Chinese microblogging service Sina Weibo has launched an English interface. Is this a hint of bigger things ahead for Sina?
Twitter may be the dominant microblogging service in countries like Japan, Indonesia and the Philippines. But in mainland China, where Twitter is filtered out by the so-called Great Firewall of China, the service may reportedly have only less than 20,000 users out of its 200 million active users worldwide.
In China, Weibo services are all the craze. Sina Weibo , for instance, one of the larger weibo services (“weibo” translates to micro-blog), has about 400 million registered users. Some of this user base is likely to be scattered across the globe, with Chinese users abroad using the service to get in touch with folks back home.
Sina is opening up its service to more users, particularly by offering English as a language option. This move is likely to stave off competition from rival Tencent Weibo, which launched an English veresion in September 2011. Launching in English also lets non-Chinese speaking users explore the service, which is richer in features as compared to the very spartan Twitter.

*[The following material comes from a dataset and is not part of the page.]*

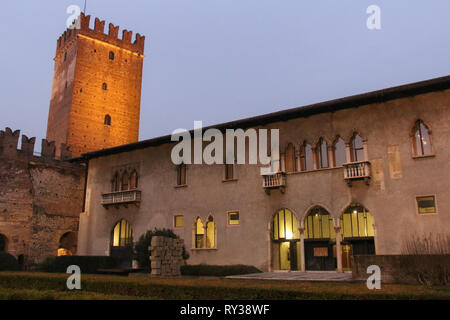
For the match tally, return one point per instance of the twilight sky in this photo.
(221, 60)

Sina is reportedly making its English interface available to users across South East Asia , although the English translation is confirmed to be accessible from the U.S. and South Africa.

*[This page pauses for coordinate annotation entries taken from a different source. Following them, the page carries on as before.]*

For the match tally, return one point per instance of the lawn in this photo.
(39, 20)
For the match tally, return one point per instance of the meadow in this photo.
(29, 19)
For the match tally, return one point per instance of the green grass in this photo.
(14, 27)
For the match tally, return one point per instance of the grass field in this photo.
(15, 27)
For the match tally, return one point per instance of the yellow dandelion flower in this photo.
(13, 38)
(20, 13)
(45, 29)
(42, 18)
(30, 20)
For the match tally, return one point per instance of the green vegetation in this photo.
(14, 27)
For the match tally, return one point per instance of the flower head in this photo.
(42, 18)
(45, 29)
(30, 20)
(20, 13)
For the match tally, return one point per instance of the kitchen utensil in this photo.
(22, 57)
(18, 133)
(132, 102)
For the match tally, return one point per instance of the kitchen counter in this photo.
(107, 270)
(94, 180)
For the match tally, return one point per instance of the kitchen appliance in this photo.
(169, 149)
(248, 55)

On a lighter note, Hollywood actor Brad Pitt has just joined Sina Weibo . His first weibo said “It is the truth. Yup, I’m coming.” The cryptic message caused some stir and confusion, given that the star is being banned from entering China since participating in a Tibet-related film in 1997. His post has since been deleted, but we wonder whether the timing of Sina’s launching its English-language interface could be related. Other western celebrities on Sina Weibo include Tom Cruise, Emma Watson and rock band Radiohead.
Interested in tweeting — or rather weiboing — with friends in English? Head on to Sina Weibo now.